“Getting all the data together is a monumental task, but now it’s in very simple visual form,” says Michael Walters, a medicinal chemist at the University of Minnesota who was not involved in the study. “This portal should allow people to be more efficient and effective in their research because it really points you to the best probes and gives you all of the necessary details on them.”
Poor reagents are a major contributor to the estimated $28 billion spent each year in the U.S. on research that can’t be replicated. “There is widespread misuse of chemical tools,” says coauthor Paul Workman, who works in drug discovery at the ICR. Biologists often use poor quality compounds or select a chemical probe that interacts with many proteins of a certain type, such as a kinase, rather than just the target of interest, he adds.
And these bad habits are self-reinforcing, coauthor and ICR data scientist Bissan Al-Lazikani tells The Scientist. “People will select a probe because they do a PubMed search, and it’s the top cited one. And they publish, and it becomes an exponential contamination,” she says.
We can cover 10 times more targets than the experts can because it’s data-driven and automatic and objective.—Bissan Al-Lazikani,
Institute of Cancer Research
Al-Lazikani, Workman, and colleagues began with the underlying data within a resource they previously created called canSAR, which curates information about what is known about a protein’s presence, interactions, and activity across disease states and cell types from the scientific literature and public databases in order to aid drug discovery for cancer. They developed a computer algorithm that uses the canSAR data to assess nearly 2 million compounds for their appropriateness as chemical probes for human protein targets.

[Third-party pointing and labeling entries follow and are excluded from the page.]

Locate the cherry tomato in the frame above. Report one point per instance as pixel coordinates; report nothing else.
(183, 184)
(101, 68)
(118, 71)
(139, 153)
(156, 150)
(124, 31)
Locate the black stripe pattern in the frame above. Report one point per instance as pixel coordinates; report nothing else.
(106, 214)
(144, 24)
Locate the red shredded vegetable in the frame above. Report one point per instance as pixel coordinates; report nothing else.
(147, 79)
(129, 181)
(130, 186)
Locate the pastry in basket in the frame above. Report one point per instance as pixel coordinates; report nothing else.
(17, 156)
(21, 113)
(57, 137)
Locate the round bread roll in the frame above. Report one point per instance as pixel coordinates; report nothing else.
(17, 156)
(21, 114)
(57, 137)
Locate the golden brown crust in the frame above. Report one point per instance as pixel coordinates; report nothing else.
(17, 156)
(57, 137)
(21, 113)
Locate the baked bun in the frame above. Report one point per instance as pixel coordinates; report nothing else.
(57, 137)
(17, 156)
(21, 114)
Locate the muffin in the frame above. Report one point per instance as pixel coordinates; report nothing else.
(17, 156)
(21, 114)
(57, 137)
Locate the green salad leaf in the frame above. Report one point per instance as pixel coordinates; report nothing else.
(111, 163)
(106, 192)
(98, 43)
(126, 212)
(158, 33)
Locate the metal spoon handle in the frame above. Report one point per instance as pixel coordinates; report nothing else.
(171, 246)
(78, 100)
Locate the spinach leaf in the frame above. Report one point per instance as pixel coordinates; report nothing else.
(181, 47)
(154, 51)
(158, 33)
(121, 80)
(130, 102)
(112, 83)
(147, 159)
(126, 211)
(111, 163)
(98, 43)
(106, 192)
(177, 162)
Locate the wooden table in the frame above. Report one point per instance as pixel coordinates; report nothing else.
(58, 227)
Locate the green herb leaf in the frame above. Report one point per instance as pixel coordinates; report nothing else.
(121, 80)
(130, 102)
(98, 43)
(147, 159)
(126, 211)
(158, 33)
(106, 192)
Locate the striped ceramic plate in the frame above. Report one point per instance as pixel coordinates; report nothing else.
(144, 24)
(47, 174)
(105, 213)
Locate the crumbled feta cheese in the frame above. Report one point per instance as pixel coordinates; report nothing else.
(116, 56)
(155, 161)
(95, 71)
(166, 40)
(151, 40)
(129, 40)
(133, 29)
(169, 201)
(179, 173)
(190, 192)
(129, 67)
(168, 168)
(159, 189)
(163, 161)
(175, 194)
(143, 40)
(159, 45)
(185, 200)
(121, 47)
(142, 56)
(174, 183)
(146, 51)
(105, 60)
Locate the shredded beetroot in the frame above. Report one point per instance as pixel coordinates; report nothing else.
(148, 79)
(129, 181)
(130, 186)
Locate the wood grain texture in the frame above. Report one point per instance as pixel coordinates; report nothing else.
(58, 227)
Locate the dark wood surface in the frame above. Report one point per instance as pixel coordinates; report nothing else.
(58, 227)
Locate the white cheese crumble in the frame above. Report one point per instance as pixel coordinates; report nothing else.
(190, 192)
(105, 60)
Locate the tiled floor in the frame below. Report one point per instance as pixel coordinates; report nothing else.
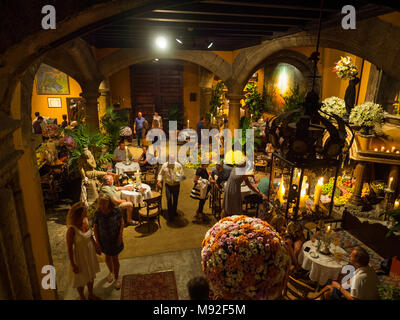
(186, 265)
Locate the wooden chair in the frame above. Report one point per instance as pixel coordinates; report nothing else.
(151, 210)
(251, 203)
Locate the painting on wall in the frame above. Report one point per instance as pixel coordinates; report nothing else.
(54, 102)
(51, 81)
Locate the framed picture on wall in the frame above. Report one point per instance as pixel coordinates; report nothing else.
(54, 102)
(51, 81)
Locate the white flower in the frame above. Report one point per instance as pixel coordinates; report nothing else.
(333, 105)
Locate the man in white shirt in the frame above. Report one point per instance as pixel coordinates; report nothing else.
(363, 284)
(171, 173)
(120, 152)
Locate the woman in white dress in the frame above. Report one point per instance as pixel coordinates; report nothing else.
(82, 251)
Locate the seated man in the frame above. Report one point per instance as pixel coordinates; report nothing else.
(222, 172)
(111, 191)
(363, 284)
(121, 153)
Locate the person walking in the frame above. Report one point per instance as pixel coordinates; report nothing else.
(202, 187)
(82, 251)
(138, 127)
(108, 225)
(232, 203)
(171, 173)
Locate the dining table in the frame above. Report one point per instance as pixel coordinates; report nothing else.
(137, 195)
(322, 267)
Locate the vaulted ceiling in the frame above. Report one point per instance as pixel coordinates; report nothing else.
(229, 25)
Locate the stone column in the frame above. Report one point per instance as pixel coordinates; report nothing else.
(359, 175)
(91, 107)
(205, 98)
(234, 111)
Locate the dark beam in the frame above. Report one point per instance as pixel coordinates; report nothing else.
(229, 14)
(213, 22)
(267, 5)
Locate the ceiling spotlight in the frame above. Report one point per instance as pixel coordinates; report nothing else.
(161, 42)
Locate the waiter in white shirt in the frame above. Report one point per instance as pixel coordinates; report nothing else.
(171, 173)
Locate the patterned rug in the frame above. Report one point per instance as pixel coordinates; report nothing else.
(149, 286)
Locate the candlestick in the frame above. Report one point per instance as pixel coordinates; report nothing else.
(303, 198)
(281, 192)
(137, 177)
(298, 179)
(390, 182)
(318, 190)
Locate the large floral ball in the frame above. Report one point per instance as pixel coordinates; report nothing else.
(244, 258)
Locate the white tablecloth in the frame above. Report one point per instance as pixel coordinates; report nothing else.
(324, 267)
(135, 196)
(121, 168)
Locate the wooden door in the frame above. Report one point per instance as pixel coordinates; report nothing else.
(156, 87)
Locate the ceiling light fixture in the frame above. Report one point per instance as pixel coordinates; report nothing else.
(161, 42)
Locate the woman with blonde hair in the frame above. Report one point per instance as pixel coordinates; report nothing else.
(82, 250)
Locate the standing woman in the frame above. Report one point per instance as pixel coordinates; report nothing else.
(232, 203)
(108, 225)
(82, 250)
(201, 172)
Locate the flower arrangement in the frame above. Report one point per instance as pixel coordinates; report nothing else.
(333, 105)
(344, 69)
(244, 258)
(367, 114)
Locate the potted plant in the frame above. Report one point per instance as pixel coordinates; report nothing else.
(367, 116)
(333, 105)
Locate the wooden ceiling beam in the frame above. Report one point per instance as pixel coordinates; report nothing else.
(267, 5)
(229, 14)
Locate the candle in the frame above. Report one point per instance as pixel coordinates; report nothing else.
(318, 190)
(303, 198)
(298, 179)
(281, 192)
(137, 176)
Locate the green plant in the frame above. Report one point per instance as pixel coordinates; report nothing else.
(244, 125)
(216, 100)
(293, 99)
(112, 122)
(95, 141)
(389, 291)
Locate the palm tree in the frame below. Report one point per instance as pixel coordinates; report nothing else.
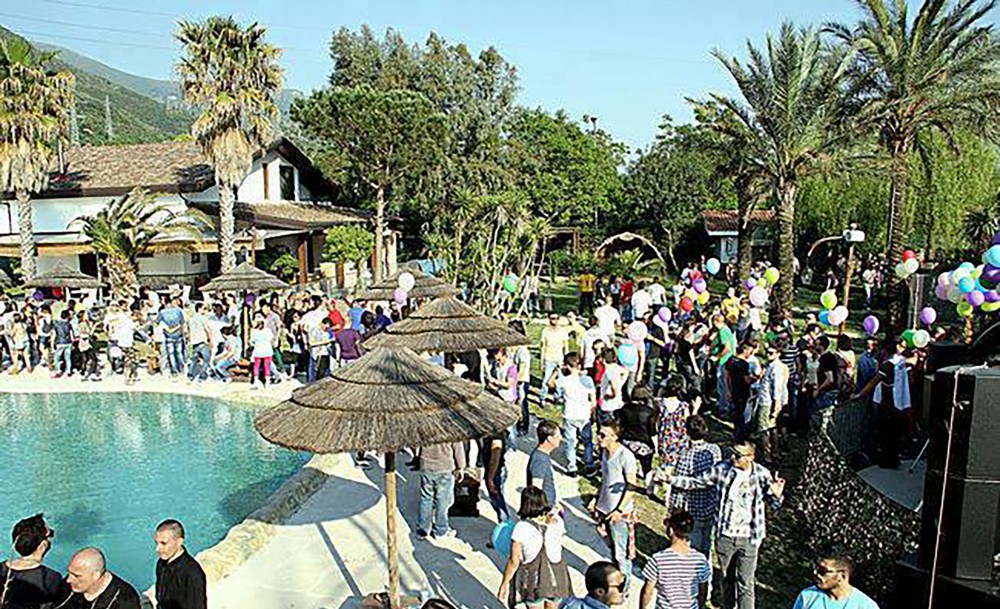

Based on established minimal levels that the compounds needed to meet in terms of their ability to get into cells, their selectivity against predicted targets, and their potency, the authors found that chemical probes that meet all the criteria are available for only about 1 percent of human proteins, when researchers have predicted that between 20 percent and 40 percent of proteins should be druggable.
Al-Lazikani’s group incorporated the data and algorithm into the Probe Miner resource, where anyone can receive a ranked list of suggested probes for a particular target.
Probe Miner “is a great idea, and the world needs way more people thinking about this,” says University of Toronto biochemist Aled Edwards, who did not participate in the work. He cautions that Probe Miner’s lists of data might be difficult to interpret unless complemented by expert opinion.
Indeed, the authors recommend that researchers use Probe Miner in conjunction with the Chemical Probes Portal, a nonprofit, web-based resource curated by volunteer chemical biology experts, where researchers can search for an appropriate chemical probe for their intended target. Edwards and Workman both serve on the board of directors of the Portal.
“The Chemical Probes Portal is absolutely brilliant because you get the different experts giving you their own reservations about a particular probe, but the throughput is limited,” says Al-Lazikani. With Probe Miner, “we can cover 10 times more targets than the experts can because it’s data-driven and automatic and objective,” she adds. To combine the benefits of both resources, the researchers integrated links to the Chemical Probes Portal within Probe Miner.
Al-Lazikani, Workman, and colleagues already have updates planned for Probe Miner, such as integrating the newest release of the canSAR resource within the coming weeks. But now, they are most concerned with making sure the right people know that the tool is available online for anyone to use.
“What we’ve tried to do is empower biologists to make good decisions in areas that they’re not naturally comfortable with,” says Workman. “Getting [Probe Miner] used by biologists is probably even more important right now than making it even better, which we’ll do anyway.”
A.A. Antolin et al., “Objective, quantitative, data-driven assessment of chemical probes,” Cell Chemical Biology, doi:10.1016/j.chembiol.2017.11.004, 2017.